Here's the setup, we have 2 iSCSI SAN appliances connected to our switch. One of the appliances is connected via 4 network interfaces which are aggregated using LACP 802.3ad with Jumbo Frames enabled. This is our clustered shared volume for our virtual machines. This was the first LAG group that we configured using LACP and it was straight forward: enable LACP on the appliance bonded NICs, then choose the ports on the switch and enable LACP in Active mode:
Once this was completed, the appliance and the switch negotiated the link aggregation and we were off and running.
A few weeks later we migrated our backup appliance to the SAN. The backup appliance is connected via 2 network interfaces which we also want to enable LACP on. Following the same steps as in our first setup, we bonded the NICs on the appliance and enabled LACP, then we went onto the switch and set the two ports to Enabled and Active.
This is where the trouble began.

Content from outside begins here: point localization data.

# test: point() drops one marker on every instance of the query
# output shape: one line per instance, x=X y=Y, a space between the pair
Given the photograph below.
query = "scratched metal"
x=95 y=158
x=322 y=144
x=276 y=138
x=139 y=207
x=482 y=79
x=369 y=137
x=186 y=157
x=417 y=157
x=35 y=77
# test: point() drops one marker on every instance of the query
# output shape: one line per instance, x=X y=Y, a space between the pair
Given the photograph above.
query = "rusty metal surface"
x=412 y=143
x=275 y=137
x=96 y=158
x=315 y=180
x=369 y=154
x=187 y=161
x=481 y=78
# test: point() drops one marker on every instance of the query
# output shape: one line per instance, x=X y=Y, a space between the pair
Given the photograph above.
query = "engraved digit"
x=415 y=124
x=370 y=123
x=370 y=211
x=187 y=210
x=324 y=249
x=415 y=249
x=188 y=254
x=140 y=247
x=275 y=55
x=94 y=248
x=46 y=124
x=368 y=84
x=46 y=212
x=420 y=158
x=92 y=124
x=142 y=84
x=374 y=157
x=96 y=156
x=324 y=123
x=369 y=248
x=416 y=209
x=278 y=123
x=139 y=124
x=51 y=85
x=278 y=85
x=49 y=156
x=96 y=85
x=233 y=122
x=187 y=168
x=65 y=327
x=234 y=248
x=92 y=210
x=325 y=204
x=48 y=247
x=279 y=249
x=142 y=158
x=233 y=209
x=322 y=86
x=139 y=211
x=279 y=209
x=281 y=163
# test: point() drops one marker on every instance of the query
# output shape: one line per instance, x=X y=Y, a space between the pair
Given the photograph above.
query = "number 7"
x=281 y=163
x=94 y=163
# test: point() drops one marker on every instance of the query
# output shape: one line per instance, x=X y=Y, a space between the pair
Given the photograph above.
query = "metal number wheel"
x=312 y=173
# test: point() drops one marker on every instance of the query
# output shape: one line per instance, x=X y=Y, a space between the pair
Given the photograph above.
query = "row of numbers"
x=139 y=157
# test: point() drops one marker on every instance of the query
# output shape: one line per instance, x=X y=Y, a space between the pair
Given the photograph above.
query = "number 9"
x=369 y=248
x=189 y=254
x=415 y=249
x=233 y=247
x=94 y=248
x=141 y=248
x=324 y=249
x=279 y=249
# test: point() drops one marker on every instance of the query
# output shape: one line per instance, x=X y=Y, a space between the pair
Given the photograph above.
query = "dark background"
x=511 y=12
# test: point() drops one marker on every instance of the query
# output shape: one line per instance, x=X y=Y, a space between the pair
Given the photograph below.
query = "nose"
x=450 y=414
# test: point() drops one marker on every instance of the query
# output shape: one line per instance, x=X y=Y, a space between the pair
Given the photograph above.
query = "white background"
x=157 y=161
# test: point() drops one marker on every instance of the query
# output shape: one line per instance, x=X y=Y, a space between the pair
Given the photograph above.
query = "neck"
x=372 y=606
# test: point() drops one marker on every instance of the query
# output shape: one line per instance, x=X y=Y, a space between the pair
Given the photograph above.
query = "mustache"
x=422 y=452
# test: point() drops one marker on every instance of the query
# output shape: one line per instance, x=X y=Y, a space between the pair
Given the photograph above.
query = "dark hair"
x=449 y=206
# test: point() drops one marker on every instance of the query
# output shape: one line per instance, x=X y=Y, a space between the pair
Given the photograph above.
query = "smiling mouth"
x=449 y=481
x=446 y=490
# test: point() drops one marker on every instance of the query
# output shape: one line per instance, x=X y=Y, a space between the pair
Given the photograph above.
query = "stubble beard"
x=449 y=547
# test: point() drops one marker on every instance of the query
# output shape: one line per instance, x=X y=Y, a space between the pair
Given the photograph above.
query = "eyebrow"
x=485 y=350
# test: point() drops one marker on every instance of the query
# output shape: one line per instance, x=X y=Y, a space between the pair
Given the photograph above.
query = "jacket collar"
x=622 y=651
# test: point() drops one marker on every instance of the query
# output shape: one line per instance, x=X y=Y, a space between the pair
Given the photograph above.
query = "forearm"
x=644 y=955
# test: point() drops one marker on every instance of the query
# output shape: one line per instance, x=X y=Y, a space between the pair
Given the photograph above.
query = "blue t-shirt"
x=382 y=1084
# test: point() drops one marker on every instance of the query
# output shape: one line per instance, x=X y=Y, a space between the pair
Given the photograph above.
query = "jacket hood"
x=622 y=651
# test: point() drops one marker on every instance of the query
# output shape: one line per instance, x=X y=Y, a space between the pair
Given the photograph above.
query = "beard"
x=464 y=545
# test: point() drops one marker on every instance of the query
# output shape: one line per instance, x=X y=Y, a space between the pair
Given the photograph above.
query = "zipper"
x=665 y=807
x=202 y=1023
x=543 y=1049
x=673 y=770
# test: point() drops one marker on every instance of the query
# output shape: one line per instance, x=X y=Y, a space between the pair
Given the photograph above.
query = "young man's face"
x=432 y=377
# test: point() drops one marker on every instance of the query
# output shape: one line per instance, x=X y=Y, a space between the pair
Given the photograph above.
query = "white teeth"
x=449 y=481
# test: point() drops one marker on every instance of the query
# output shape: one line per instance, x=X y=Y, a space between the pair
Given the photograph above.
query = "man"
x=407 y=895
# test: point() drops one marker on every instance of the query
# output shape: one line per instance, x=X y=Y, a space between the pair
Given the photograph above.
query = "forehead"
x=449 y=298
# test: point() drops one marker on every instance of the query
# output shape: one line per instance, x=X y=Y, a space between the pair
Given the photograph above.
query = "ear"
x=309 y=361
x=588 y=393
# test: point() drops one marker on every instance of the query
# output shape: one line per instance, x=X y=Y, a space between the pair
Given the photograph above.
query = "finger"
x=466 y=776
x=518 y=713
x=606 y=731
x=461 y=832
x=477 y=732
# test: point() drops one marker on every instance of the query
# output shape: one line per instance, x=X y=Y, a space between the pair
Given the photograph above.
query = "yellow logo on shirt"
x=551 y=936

Upon setting the new port group (11+12) to Active/Enabled in LACP, the switch added the ports to the initial port group under LAG 1. Obviously these are different groups, connections, and appliances so this wreaked havoc for a few minutes until we disabled the new LACP ports.
After banging around in the switch settings, we emailed TP-LINK support to confirm that multiple LAG groups were possible using LACP. They assured us that they were supported but their budget support could not explain to us how to configure it. Likewise, the manual doesn't describe how to enable multiple groups either. Google search failed us as well.
The solution, it turns out, is a column idiotically labeled "Admin Key". On a whim, we changed the value in this column to "2" when enabling LACP on the two ports. This time, the two ports were placed into a new group LAG 2 and LACP was properly negotiated.
The Admin Key column is not talked about anywhere in the documentation as having an affect on the link aggregation grouping and I hadn't seen anybody mention it online. While the audience of this how-to is fairly limited, someone, somewhere, someday is going to be saved a massive headache by reading it.